Galectin-3 in the Lateral Ventricle Regulates Immune Functions
Luana Campos Soares, Hana Bernhardova, Francis G. Szele

TL;DR
This paper explores how Galectin-3 in the brain's lateral ventricle may help protect against infections by recognizing pathogens and regulating immune functions.
Contribution
The paper highlights a novel role for Galectin-3 in pathogen recognition at the cerebrospinal fluid brain interface.
Findings
Galectin-3 binds to bacterial and viral glycoproteins.
Galectin-3 is selectively expressed in the ventricular-subventricular zone.

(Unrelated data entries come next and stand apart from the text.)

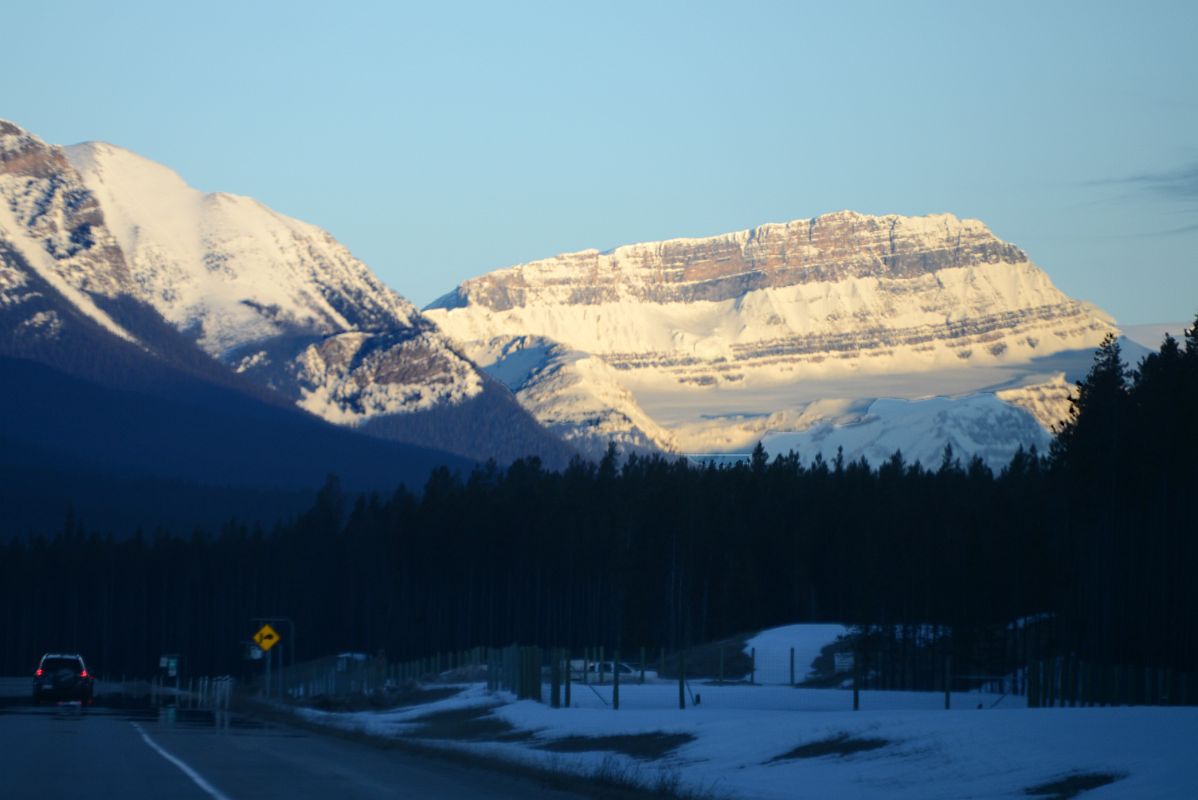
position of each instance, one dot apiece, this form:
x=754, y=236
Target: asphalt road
x=68, y=751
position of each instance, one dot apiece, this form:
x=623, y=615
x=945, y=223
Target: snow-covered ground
x=929, y=752
x=772, y=650
x=736, y=738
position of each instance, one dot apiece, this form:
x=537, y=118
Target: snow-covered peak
x=14, y=139
x=720, y=340
x=227, y=266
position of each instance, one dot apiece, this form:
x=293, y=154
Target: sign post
x=265, y=638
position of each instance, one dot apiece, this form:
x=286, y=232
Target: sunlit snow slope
x=98, y=230
x=720, y=341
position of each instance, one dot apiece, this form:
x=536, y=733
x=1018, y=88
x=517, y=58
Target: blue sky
x=441, y=140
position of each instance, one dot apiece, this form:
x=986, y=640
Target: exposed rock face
x=839, y=296
x=98, y=230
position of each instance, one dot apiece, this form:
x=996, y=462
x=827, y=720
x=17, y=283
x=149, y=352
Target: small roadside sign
x=266, y=637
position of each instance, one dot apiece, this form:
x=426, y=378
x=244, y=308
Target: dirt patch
x=385, y=701
x=1072, y=785
x=839, y=745
x=645, y=746
x=476, y=723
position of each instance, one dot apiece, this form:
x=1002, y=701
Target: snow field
x=930, y=753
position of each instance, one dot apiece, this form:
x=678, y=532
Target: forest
x=1096, y=537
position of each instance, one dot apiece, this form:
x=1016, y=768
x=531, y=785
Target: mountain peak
x=712, y=341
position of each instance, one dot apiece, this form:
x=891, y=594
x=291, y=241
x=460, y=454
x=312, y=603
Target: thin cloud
x=1177, y=186
x=1180, y=183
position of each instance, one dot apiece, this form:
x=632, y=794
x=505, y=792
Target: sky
x=442, y=140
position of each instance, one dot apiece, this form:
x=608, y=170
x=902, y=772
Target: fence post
x=948, y=682
x=555, y=677
x=615, y=680
x=568, y=677
x=857, y=678
x=682, y=680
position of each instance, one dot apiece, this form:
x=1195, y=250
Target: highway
x=68, y=751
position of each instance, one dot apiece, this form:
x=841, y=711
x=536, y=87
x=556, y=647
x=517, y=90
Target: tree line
x=1096, y=537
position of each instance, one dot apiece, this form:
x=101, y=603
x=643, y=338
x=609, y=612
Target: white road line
x=177, y=762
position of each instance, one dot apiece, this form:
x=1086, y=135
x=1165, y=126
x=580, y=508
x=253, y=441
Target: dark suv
x=62, y=677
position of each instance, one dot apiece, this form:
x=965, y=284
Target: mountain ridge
x=829, y=300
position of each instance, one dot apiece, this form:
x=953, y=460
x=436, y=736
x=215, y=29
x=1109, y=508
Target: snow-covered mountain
x=98, y=230
x=712, y=344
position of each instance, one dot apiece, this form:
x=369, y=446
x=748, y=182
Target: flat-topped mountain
x=724, y=339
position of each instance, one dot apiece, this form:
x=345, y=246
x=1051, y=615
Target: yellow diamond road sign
x=266, y=638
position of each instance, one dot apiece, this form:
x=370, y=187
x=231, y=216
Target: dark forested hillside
x=1097, y=537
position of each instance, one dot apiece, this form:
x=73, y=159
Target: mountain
x=223, y=288
x=707, y=345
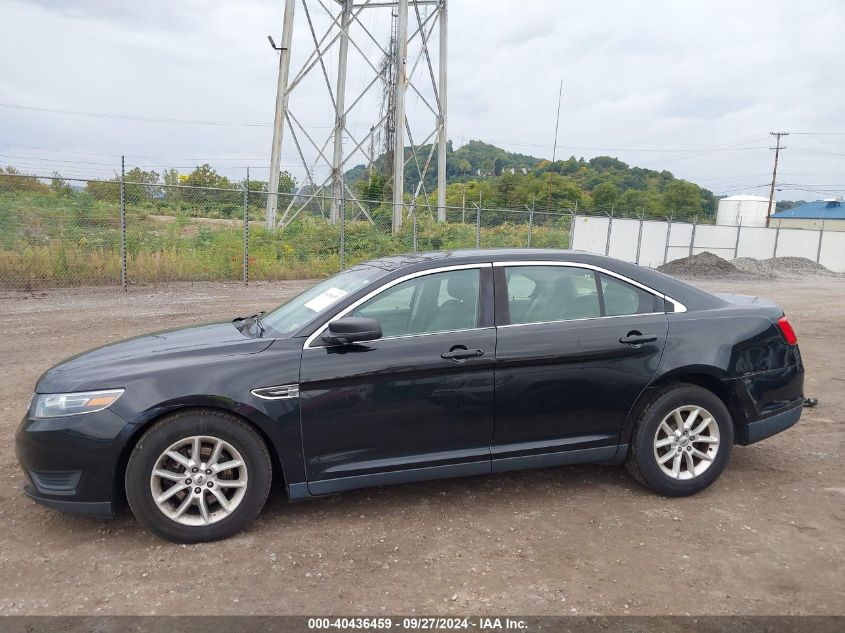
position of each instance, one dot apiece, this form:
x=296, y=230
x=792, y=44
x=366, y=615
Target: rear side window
x=621, y=298
x=538, y=294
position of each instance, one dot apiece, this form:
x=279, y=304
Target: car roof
x=693, y=298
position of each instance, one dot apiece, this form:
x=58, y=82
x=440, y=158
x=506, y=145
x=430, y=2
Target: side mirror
x=352, y=330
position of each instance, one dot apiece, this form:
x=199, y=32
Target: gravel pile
x=704, y=264
x=754, y=267
x=796, y=266
x=707, y=264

Galectin-3 may block pathogen entry into the brain via the cerebrospinal fluid brain interface.
Abstract
Galectin-3 (Gal-3) is a protein expressed by glia that belongs to an ancient family. Gal-3 recognises molecular patterns on pathogens due to the high degree of its binding specificity with carbohydrate recognition domains. Thus, in sponges as well as other invertebrates, galectins are an important component of the primitive innate immune system. Whereas Gal-3′s function in driving mammalian inflammation is well known, its function in warding off bacterial and viral infections is not well appreciated. One route of brain infection is via the cerebrospinal fluid brain interface (CSFBI) which is primarily composed of ependymal cells (EC). ECs express high levels of Gal-3, and their motile cilia are compromised in Gal-3 KOs. In this mini-review, we discuss fundamentally important potential roles of Gal-3 in pathogen recognition at the CSFBI and suggest avenues of further study. Gal-3 binds…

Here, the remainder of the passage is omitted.